In a customer project we’ve decided to collaboratively write a bigger bunch of documentation in Atlassians Confluence and export that with Scroll Office, a third-party Confluence plugin, into Word.

That worked fine so far, but soon we figured that we’ve been kind of sloppy with empty lines at the end of each page, which were obviously taken over into the final document. So instead of going over each and every page and remove the empty lines there, I thought it might be easier to directly do this on the database, in our case MySQL.

The query was quickly developed, but then I realized that MySQL had no PREG_REPLACE function built-in, so I needed to install a UDF, a user-defined function first.

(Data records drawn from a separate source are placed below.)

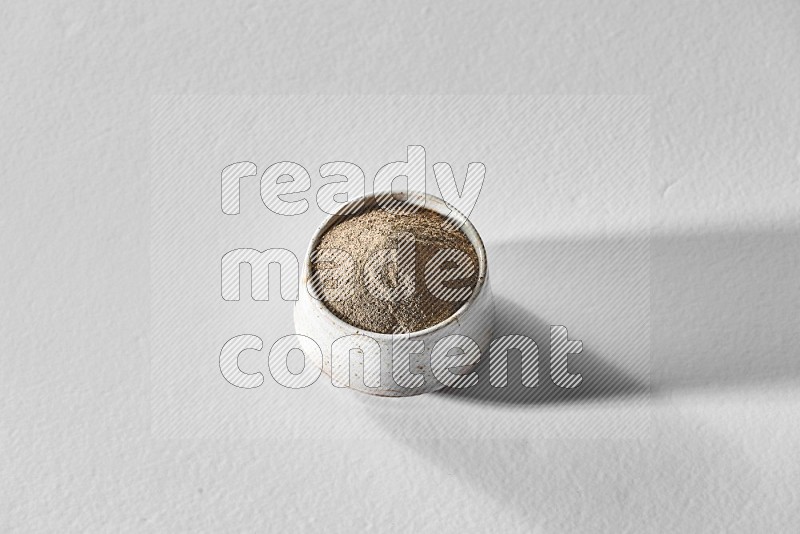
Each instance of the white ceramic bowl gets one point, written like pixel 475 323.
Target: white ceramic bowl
pixel 474 319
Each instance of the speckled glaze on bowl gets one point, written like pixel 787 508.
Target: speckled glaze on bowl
pixel 474 319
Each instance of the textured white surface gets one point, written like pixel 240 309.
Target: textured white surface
pixel 77 451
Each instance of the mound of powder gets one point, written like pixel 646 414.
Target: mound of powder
pixel 367 233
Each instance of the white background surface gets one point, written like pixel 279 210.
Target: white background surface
pixel 77 449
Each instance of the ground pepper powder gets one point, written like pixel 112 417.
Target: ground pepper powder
pixel 363 234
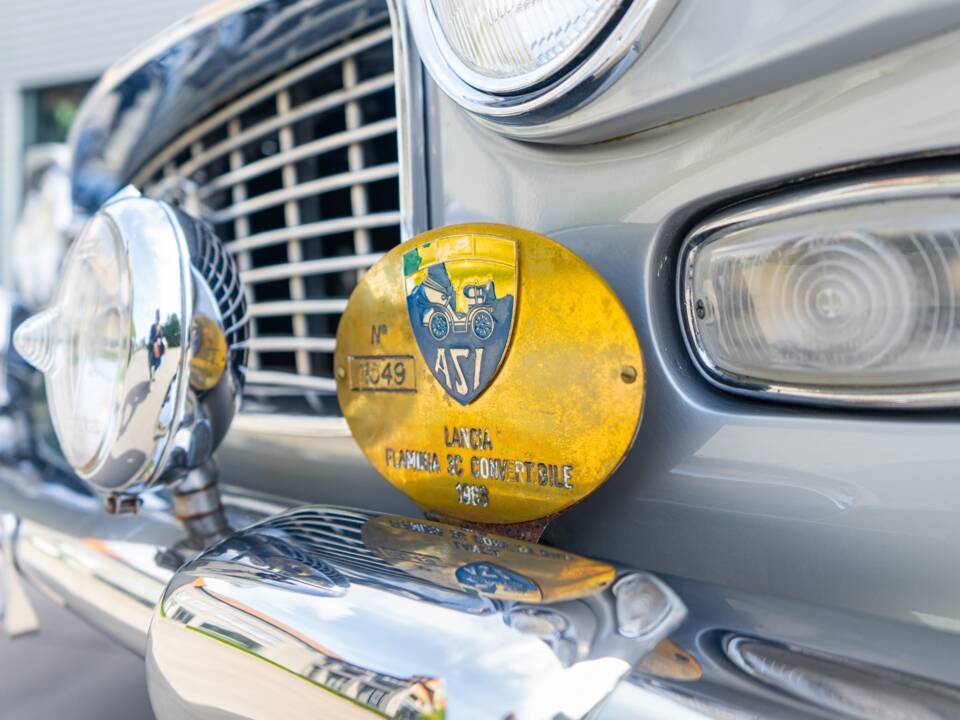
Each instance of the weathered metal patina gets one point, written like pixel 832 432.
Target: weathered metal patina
pixel 489 373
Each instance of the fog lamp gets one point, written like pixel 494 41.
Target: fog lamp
pixel 142 348
pixel 849 296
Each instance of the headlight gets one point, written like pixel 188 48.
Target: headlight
pixel 850 295
pixel 134 350
pixel 526 61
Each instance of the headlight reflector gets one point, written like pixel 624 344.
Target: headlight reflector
pixel 505 47
pixel 82 342
pixel 143 348
pixel 851 303
pixel 529 62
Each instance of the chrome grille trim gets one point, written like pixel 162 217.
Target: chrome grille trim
pixel 263 92
pixel 259 169
pixel 297 191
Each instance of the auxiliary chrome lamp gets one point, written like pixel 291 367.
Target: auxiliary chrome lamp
pixel 142 349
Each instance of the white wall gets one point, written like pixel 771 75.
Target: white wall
pixel 49 42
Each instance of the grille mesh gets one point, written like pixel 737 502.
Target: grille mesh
pixel 299 178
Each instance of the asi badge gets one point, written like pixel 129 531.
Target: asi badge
pixel 461 291
pixel 490 374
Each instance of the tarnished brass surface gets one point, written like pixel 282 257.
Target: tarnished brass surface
pixel 524 440
pixel 483 563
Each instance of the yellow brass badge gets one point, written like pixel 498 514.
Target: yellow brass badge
pixel 490 565
pixel 489 373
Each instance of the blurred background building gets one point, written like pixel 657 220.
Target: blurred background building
pixel 51 51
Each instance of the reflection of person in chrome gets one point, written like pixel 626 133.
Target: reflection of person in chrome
pixel 156 346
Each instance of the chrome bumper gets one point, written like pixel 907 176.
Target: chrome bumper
pixel 297 616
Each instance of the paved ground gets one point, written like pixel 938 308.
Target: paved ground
pixel 69 671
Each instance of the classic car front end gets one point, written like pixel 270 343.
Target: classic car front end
pixel 700 262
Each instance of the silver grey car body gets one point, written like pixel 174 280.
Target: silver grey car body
pixel 832 531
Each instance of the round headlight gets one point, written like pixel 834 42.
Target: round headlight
pixel 142 347
pixel 527 61
pixel 505 47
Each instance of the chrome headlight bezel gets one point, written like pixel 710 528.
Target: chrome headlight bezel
pixel 837 195
pixel 561 90
pixel 169 418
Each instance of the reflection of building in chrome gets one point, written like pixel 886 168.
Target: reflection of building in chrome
pixel 337 534
pixel 395 697
pixel 411 698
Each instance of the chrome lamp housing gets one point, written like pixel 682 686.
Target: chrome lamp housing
pixel 143 347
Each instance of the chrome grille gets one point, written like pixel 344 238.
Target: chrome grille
pixel 299 178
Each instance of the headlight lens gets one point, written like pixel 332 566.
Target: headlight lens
pixel 522 64
pixel 82 343
pixel 854 303
pixel 504 46
pixel 142 350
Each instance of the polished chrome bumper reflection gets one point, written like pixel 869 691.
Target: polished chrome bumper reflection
pixel 323 610
pixel 301 616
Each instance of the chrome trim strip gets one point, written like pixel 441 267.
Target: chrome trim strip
pixel 279 344
pixel 310 267
pixel 836 194
pixel 180 76
pixel 301 152
pixel 264 380
pixel 636 28
pixel 301 190
pixel 183 76
pixel 298 307
pixel 259 94
pixel 294 427
pixel 315 229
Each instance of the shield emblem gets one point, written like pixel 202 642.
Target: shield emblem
pixel 461 291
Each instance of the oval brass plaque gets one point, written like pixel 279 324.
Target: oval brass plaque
pixel 489 373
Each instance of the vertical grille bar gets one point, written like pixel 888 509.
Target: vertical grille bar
pixel 241 228
pixel 300 177
pixel 358 192
pixel 291 214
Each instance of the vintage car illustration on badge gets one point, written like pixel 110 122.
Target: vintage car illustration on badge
pixel 460 294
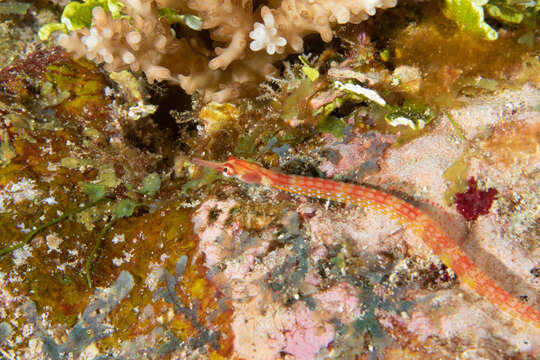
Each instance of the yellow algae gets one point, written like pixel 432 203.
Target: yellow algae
pixel 217 116
pixel 455 176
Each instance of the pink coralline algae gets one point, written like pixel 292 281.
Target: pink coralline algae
pixel 474 202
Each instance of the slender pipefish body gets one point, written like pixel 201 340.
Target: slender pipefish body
pixel 406 214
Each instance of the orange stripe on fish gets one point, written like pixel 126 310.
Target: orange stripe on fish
pixel 406 214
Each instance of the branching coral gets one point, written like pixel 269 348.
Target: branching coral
pixel 244 40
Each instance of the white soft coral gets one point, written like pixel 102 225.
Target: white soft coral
pixel 266 35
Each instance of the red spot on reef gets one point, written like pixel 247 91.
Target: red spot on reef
pixel 474 202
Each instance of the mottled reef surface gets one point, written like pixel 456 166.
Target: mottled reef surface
pixel 116 246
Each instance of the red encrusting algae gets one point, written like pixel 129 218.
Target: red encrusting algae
pixel 474 202
pixel 406 214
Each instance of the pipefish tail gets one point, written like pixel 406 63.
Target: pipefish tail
pixel 406 214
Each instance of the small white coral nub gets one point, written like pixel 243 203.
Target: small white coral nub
pixel 266 36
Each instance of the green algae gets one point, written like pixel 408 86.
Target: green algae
pixel 469 15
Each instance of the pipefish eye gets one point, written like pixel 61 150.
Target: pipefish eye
pixel 227 171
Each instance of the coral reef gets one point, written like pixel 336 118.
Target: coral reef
pixel 245 40
pixel 115 245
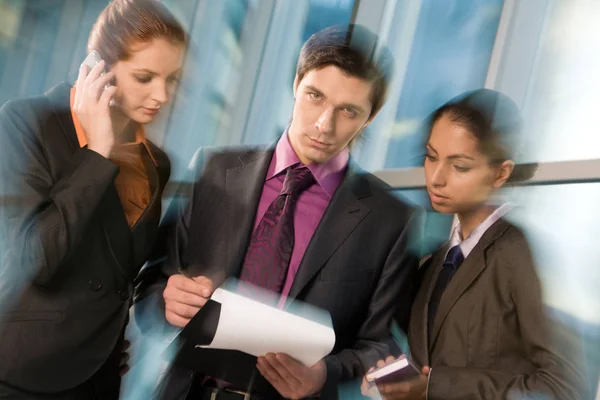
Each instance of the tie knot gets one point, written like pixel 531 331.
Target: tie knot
pixel 296 180
pixel 454 257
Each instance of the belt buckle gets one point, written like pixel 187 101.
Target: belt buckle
pixel 214 395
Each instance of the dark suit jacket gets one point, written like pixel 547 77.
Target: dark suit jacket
pixel 492 337
pixel 68 256
pixel 358 265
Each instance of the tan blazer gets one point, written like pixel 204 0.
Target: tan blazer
pixel 492 337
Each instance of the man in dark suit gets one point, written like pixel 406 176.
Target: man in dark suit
pixel 299 220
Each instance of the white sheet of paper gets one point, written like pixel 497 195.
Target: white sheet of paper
pixel 255 328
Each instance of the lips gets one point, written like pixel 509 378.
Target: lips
pixel 150 111
pixel 318 144
pixel 436 197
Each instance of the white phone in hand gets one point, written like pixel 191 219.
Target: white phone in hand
pixel 91 60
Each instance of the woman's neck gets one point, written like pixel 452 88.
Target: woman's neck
pixel 123 127
pixel 471 219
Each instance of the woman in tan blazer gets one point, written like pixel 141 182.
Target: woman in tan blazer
pixel 478 328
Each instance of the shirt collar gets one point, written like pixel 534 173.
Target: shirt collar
pixel 82 140
pixel 328 175
pixel 467 245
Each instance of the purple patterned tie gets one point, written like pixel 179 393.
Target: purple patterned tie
pixel 268 256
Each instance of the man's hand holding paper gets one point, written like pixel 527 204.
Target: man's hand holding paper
pixel 292 379
pixel 184 297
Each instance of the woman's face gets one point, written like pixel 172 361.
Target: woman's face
pixel 147 80
pixel 459 177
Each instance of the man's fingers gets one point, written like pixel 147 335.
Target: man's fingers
pixel 174 294
pixel 107 95
pixel 287 368
pixel 83 72
pixel 204 282
pixel 176 320
pixel 272 375
pixel 182 310
pixel 190 285
pixel 94 74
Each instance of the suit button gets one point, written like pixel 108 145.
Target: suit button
pixel 95 286
pixel 123 294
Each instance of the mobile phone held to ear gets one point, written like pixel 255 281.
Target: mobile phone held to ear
pixel 397 371
pixel 91 60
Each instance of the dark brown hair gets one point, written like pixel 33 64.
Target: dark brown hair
pixel 495 121
pixel 355 50
pixel 124 23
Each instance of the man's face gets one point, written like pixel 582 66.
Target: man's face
pixel 331 109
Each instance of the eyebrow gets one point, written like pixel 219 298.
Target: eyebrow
pixel 144 70
pixel 345 105
pixel 152 72
pixel 453 156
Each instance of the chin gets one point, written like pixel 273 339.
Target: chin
pixel 443 208
pixel 142 118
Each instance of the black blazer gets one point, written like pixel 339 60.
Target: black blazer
pixel 68 256
pixel 358 265
pixel 492 337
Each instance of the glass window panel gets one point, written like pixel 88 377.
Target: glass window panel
pixel 561 103
pixel 449 52
pixel 563 231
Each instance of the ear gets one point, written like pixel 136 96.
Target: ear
pixel 503 173
pixel 371 118
pixel 296 83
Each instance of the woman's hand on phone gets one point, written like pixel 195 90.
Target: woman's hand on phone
pixel 91 106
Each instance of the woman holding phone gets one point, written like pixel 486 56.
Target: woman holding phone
pixel 478 327
pixel 80 208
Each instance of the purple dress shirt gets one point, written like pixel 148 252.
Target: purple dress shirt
pixel 311 204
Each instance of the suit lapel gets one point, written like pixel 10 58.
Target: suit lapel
pixel 344 213
pixel 418 324
pixel 468 272
pixel 59 97
pixel 116 230
pixel 244 184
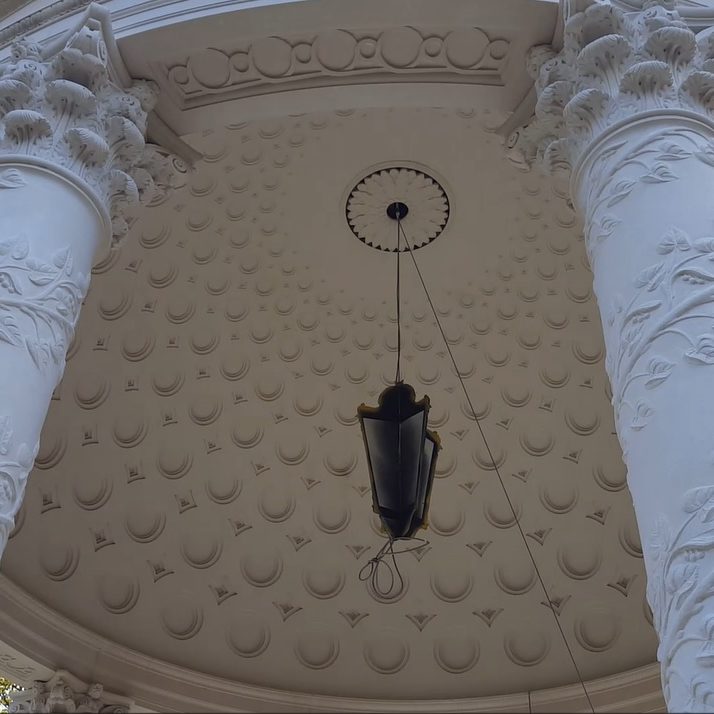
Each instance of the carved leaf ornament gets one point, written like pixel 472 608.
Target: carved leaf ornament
pixel 614 64
pixel 678 588
pixel 67 110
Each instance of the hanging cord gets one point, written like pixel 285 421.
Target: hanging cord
pixel 398 378
pixel 498 474
pixel 371 569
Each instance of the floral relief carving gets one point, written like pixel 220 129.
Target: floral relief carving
pixel 679 588
pixel 351 55
pixel 66 109
pixel 671 295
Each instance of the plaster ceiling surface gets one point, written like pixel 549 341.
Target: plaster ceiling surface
pixel 201 492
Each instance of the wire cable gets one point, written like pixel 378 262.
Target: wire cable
pixel 398 378
pixel 498 473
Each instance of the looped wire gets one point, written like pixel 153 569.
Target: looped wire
pixel 371 569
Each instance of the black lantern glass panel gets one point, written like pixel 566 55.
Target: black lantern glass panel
pixel 401 454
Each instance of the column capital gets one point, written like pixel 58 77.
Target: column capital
pixel 69 107
pixel 66 693
pixel 616 64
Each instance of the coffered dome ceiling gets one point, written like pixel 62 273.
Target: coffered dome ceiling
pixel 201 493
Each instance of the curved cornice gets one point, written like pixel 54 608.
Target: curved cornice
pixel 45 637
pixel 256 58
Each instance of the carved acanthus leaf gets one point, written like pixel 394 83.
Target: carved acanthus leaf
pixel 67 110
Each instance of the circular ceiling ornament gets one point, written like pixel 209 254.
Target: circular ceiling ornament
pixel 418 200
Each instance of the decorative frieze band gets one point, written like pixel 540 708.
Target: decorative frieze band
pixel 254 68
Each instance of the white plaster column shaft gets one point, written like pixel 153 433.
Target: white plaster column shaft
pixel 73 162
pixel 627 107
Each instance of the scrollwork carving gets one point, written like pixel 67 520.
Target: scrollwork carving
pixel 254 67
pixel 613 65
pixel 65 693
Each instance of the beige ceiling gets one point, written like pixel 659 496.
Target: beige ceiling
pixel 201 493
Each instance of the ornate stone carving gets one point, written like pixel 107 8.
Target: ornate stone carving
pixel 66 109
pixel 65 693
pixel 613 65
pixel 253 68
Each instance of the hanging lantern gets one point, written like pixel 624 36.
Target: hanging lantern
pixel 401 455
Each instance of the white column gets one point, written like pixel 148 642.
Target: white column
pixel 627 108
pixel 72 163
pixel 66 693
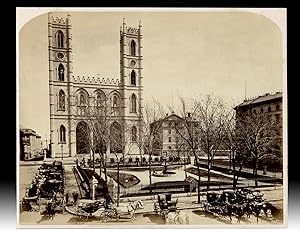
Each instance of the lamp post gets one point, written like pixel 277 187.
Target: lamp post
pixel 62 149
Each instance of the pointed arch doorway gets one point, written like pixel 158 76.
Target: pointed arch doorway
pixel 82 138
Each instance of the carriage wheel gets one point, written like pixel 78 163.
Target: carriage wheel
pixel 104 216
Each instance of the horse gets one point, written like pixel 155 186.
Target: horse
pixel 257 209
pixel 179 217
pixel 273 212
pixel 239 211
pixel 129 209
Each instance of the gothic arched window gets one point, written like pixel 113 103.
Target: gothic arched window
pixel 81 99
pixel 61 72
pixel 60 39
pixel 62 134
pixel 114 104
pixel 134 134
pixel 98 101
pixel 133 78
pixel 61 100
pixel 133 103
pixel 82 103
pixel 132 48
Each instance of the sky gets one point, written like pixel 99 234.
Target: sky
pixel 185 54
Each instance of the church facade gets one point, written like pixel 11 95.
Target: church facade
pixel 71 95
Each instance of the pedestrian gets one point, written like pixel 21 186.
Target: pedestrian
pixel 67 198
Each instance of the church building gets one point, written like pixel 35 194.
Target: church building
pixel 71 95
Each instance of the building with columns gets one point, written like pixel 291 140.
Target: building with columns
pixel 71 95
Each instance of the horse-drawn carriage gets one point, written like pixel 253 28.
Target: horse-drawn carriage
pixel 165 204
pixel 238 203
pixel 103 210
pixel 30 202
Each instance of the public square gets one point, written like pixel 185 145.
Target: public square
pixel 187 203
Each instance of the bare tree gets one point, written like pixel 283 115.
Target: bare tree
pixel 233 144
pixel 93 135
pixel 211 118
pixel 187 130
pixel 150 139
pixel 257 135
pixel 120 145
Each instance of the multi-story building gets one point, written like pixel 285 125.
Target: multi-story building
pixel 31 145
pixel 70 95
pixel 269 105
pixel 168 141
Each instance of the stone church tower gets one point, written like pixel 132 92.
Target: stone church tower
pixel 70 96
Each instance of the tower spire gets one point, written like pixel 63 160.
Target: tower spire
pixel 245 89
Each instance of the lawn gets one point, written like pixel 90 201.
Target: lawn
pixel 126 180
pixel 203 173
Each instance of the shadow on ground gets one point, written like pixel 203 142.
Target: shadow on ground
pixel 156 219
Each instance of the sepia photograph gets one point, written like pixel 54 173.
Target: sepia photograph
pixel 151 118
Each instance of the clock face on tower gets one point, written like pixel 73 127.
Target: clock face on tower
pixel 60 55
pixel 132 63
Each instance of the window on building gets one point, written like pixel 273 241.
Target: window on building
pixel 61 100
pixel 133 78
pixel 60 39
pixel 132 48
pixel 62 134
pixel 269 109
pixel 277 118
pixel 133 103
pixel 98 101
pixel 61 72
pixel 82 103
pixel 115 102
pixel 134 134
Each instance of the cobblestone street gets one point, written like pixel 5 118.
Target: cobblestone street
pixel 145 216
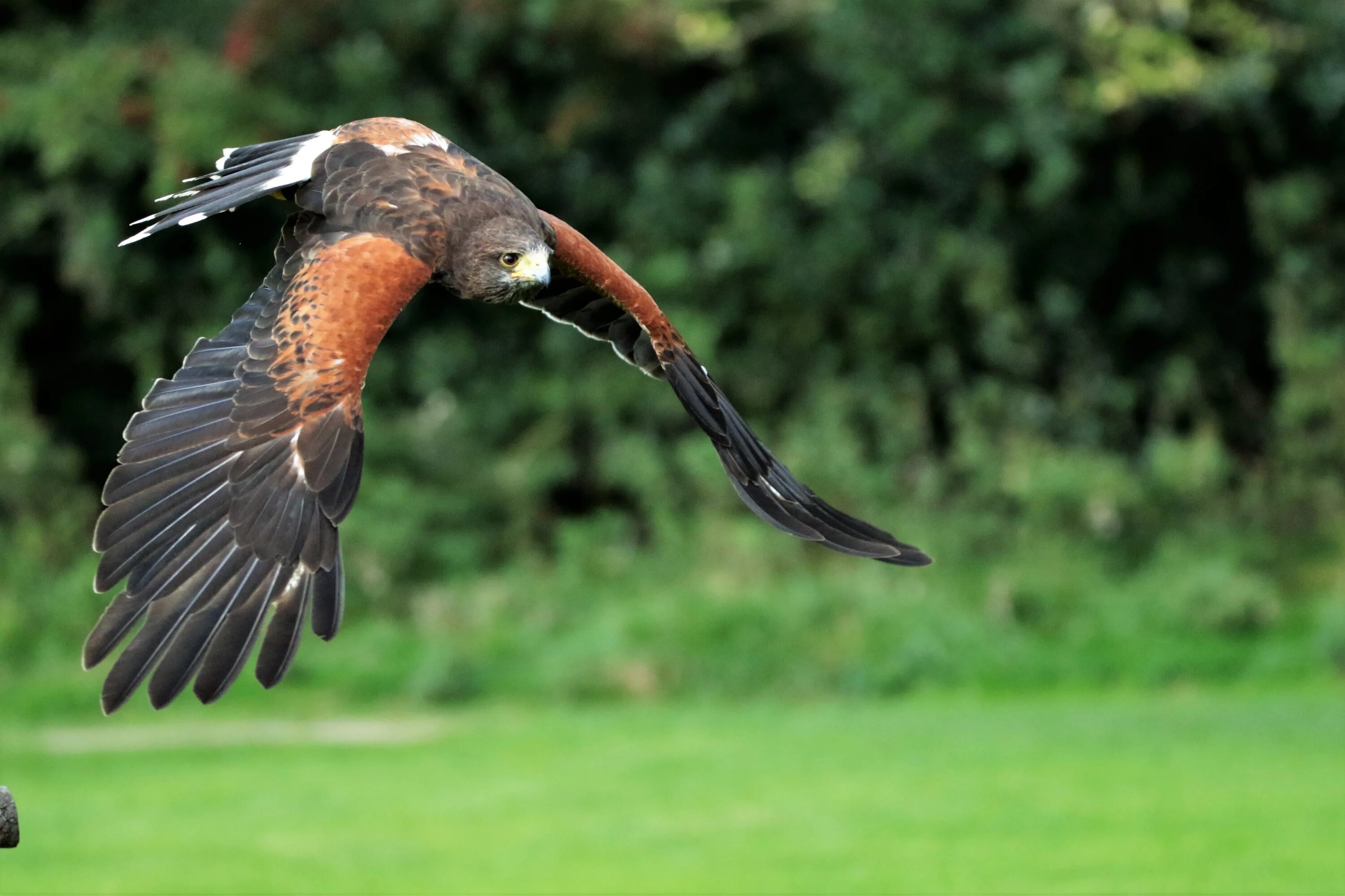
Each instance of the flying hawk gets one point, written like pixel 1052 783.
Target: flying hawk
pixel 239 470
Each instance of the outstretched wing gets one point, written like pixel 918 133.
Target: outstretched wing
pixel 239 470
pixel 591 292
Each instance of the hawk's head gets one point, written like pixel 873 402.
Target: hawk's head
pixel 503 259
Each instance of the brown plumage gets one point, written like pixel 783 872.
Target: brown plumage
pixel 239 470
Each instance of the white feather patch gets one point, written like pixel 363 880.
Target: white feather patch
pixel 428 140
pixel 300 167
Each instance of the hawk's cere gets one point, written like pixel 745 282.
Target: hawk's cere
pixel 239 470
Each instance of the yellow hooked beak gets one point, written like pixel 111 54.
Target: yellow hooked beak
pixel 533 265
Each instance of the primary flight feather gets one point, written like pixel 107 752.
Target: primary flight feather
pixel 239 470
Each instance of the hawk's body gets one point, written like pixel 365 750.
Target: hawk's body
pixel 239 470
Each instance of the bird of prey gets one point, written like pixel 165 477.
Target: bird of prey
pixel 237 473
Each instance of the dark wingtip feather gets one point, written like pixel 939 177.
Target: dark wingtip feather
pixel 766 485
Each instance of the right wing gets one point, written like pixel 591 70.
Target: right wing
pixel 239 470
pixel 591 292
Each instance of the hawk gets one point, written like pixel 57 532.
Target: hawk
pixel 237 473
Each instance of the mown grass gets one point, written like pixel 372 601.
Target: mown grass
pixel 1188 793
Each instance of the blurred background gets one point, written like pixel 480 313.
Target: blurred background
pixel 1054 290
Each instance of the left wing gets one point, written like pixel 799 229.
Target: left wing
pixel 237 472
pixel 591 292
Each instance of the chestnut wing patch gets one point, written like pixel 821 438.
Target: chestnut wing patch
pixel 588 279
pixel 239 470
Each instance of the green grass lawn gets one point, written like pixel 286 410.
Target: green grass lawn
pixel 1121 794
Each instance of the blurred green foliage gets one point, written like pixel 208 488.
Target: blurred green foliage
pixel 1051 290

Luckily, this UDF worked out of the box and so the query could be finalized:

UPDATE BODYCONTENT 
JOIN CONTENT ON CONTENT.CONTENTID=BODYCONTENT.CONTENTID 
   AND CONTENTTYPE LIKE "PAGE" AND PREVVER IS NULL 
SET BODY=PREG_REPLACE("/(<p>&nbsp;<.p>)+$/", "", BODY) 
WHERE BODY LIKE "%<p>&nbsp;</p>";

This query updates all current pages (no old versions) from all spaces that end with at least one empty line <p>&nbsp;</p> – this is Confluence’s internal markup for that – and removes all of these empty lines from all matches pages.

This was tested with MySQL 5.5.35, lib_mysqludf_preg 1.2-rc2 and Confluence 5.4.2.

I don’t need to mention that it is – of course – highly recommended that you backup your database before you execute this query on your server, right?